Bir endüstri mirasının dönüşüm hikayesi Samsun Üniversitesi örneği

04:0025/11/2025, Salı
G: 25/11/2025, Salı
Yeni Şafak
Samsun Üniversitesi.
Samsun Üniversitesi.

Prof. Dr. Mahmut Aydın / Samsun Üniversitesi Rektörü

“Tamir” ediyoruz, çünkü biliyoruz ki, kelimenin kökeni “ömür” ile bağlantılıdır. Ömrü dolmamış her yapı malzemesini yeniden kullanıyor, ona ömür katıyoruz. “Tadil” ediyoruz, çünkü biliyoruz ki bu kelimenin kökeni de “adalet” ile ilişkili. Adalet sadece insanlar arasında tesis edilmez; mekânlar ve maddi unsurlar arasında da bir ölçü ve denge kurma uğraşısıdır. Amacımız budur: Her şeyi yerli yerine koymak…

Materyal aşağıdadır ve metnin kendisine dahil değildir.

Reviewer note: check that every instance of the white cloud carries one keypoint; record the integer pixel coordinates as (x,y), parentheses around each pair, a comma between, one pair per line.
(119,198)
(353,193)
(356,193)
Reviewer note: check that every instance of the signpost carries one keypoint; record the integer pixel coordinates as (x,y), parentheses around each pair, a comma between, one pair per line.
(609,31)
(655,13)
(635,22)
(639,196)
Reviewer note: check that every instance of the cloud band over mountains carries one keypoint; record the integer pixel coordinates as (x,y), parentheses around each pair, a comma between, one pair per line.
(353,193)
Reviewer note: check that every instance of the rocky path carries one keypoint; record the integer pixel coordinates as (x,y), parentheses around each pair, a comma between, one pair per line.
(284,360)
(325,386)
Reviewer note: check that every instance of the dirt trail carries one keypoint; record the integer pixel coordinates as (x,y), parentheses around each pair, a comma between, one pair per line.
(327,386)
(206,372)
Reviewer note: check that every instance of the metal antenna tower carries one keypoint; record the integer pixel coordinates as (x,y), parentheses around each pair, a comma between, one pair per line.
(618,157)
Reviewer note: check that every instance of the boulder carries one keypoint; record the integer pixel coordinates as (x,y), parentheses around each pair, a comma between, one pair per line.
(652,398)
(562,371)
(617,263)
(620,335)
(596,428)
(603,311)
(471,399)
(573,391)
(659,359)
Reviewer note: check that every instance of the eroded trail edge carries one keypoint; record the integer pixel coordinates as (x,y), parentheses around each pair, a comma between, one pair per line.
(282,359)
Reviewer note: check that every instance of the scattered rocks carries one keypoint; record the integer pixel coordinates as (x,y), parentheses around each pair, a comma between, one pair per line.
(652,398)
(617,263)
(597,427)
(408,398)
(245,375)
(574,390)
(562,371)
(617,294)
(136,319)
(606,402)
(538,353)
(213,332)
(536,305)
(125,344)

Tamir etmek, tadil etmek, onarmak, ihya etmek bizim için bir inşa faaliyetinin ötesinde, bir vicdan eylemidir. Her bina, her duvar, her malzeme, içinde bir hatırayı taşır; biz o hatırayı yaşatma niyetindeyiz. Mekânı tadil ederken, binayı tamir ederken aslında anlamı yeniden kuruyoruz. Çünkü mekân, geçmişten gelen, bugün yeni içerikler kazanan ve geleceğe miras kalacak bir oluş halidir. Bu yaklaşım, Samsun Üniversitesi’nin kuruluşundan itibaren benimsediği “mekânı dönüştürürken anlamı koruma ve zenginleştirme” ilkesinin bir yansımasıdır.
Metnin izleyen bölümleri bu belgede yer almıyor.